Costa                                                   L, rib                                        intercostal – simply means between the ribs, as in intercostal muscles, which are involved in the mechanical aspect of breathing.  We also have intercostal nerves, arteries, and veins.

The body is a complex puzzle and we have many pieces to add.  There is no need to rush through the task of learning the body.  The process of learning should be life-long.  Always read and re-read your notes.  A few people have emailed us about getting copies of this material.  We have over 25 years of notes and research that we are willing to share.  Feel free to print directly from the site, if you choose.  If you become a subscriber, the data will be sent directly to your personal email address.  Thanks again for embarking upon an intense study of your body.  I hope that you will become so intrigued, that you enroll in an anatomy class at your local college.  Perhaps that will lead to a career in science or medicine.

As promised, we will give some basic pointers about taking tests.  Next to public speaking, taking tests has caused an immense amount of anxiety.  Standardized tests are known for causing people to ruminate.  Preparation is the single best way to combat test-taking apprehension, and preparation needs to be ongoing.  Listening to a song on the radio over and over is how we learn lyrics.  Learning works the same way.  Repetition is how we learn academically, as well.  Getting the proper sleep is also important.  Information is moved from short term memory to long term memory during slow wave sleep.  (American Academy of Sleep Medicine)  Cramming is only effective if you study that way every day.
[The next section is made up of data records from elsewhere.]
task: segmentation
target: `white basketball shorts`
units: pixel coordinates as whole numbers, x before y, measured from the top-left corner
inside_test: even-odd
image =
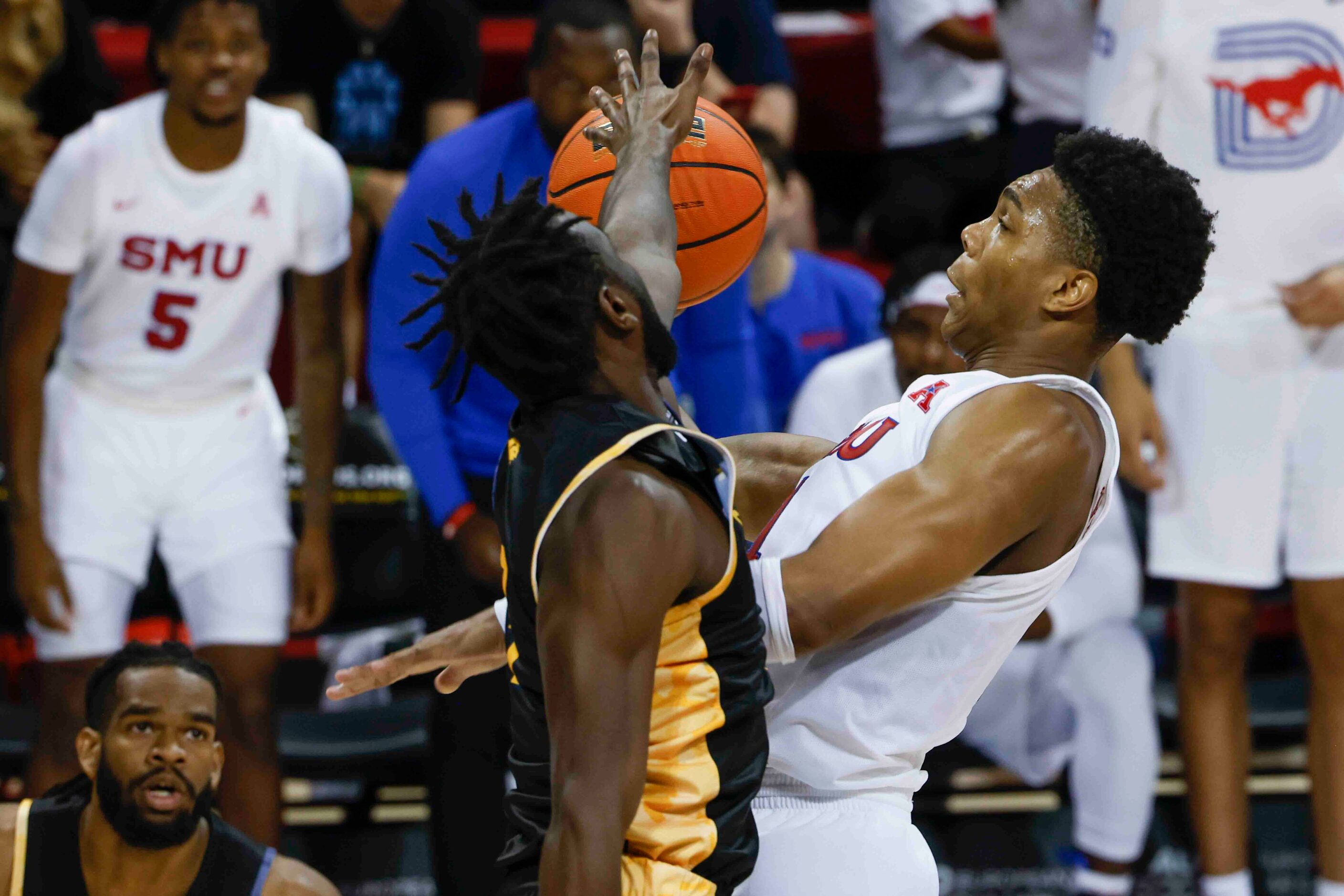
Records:
[[[290,574],[288,562],[273,559],[276,549],[288,556],[293,535],[284,416],[269,380],[216,404],[173,414],[91,395],[59,371],[47,376],[44,394],[43,529],[66,568],[103,568],[138,586],[157,545],[173,590],[187,600],[208,594],[203,576],[224,571],[228,560],[267,556],[258,571],[278,580],[253,582],[230,599],[239,615],[284,625]],[[79,588],[71,584],[71,590],[78,615]],[[250,607],[249,602],[267,606]],[[219,617],[195,610],[184,607],[184,615],[192,621]],[[51,650],[44,652],[42,631],[35,629],[43,658],[98,656],[78,643],[47,645]],[[98,641],[108,642],[112,634],[99,633]],[[121,634],[114,633],[117,643]],[[192,637],[198,643],[219,642],[210,631],[194,630]],[[257,633],[249,642],[277,637],[284,641],[282,629],[265,637]]]
[[[1149,572],[1250,588],[1344,578],[1344,326],[1278,308],[1191,320],[1152,359],[1168,462]]]
[[[767,771],[751,801],[761,853],[737,896],[938,896],[938,866],[909,803],[786,782]]]

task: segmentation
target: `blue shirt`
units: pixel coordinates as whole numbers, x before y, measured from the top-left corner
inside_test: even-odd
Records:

Words are important.  Adding or removing one word on a test can change the meaning of a question.  Always wear a watch, but do not rush.  Decide how much time you can devote to each question by doing the math.  (Divide the number of questions by the amount of time allotted in minutes.)  In a one hour exam with 60 questions, you have 1 minute to answer each question.  Leave 10 minutes to go back to questions that were troubling.  So, you now have 50 minutes to answer 60 questions.  If you get stumped on a question, move on.  You cannot afford to sit and waste time.

Take your time and read each question.  If you cannot answer the question, place a small dot beside it, if possible and return later.  If it is computerized or you cannot write on the test sheet, use scratch paper to make a note of questions you need to re-visit.  Moving on can help.  Sometimes answers are given in later questions.  Some people say to go with your first thought, but that makes no sense if an answer is given to you later on.  Go back and change an answer if you have clear proof that you answered incorrectly.  Answer all questions in multiple choice exams.  An educated guess is better than no answer.

Now here is the best part about multiple choice exams.  You have either 4 or 5 possible answers.  If 4 answers are present, two will be wrong.  Cross those out.  One of the two left may be almost correct, but only one will be best suited for the question.  Pick the best answer of the two if you are not sure.  You have just increased your mathematical odds of getting the correct answer, by using the process of elimination.  Learn about your style of learning.  Do you learn visually, by hearing, or in combination?  Knowing what works best for you will increase your success rate.

Finally, the world is highly competitive today.  I do not advise students of any age to attempt to navigate the educational process alone.  The most talented folks do not always win today.   The winners are incredibly prepared.  Hire a professional to complete your federal financial aid forms.  Spend $200.00 or whatever the going rate, to ensure that you get the maximum amount of grants.  Enroll yourself or your child in a college entrance exam preparatory course.  Hire a consultant to help you or your child get into the educational program of your choosing.  You can afford it.  Take a look at your closet or your driveway.  Your future is too important to leave to chance.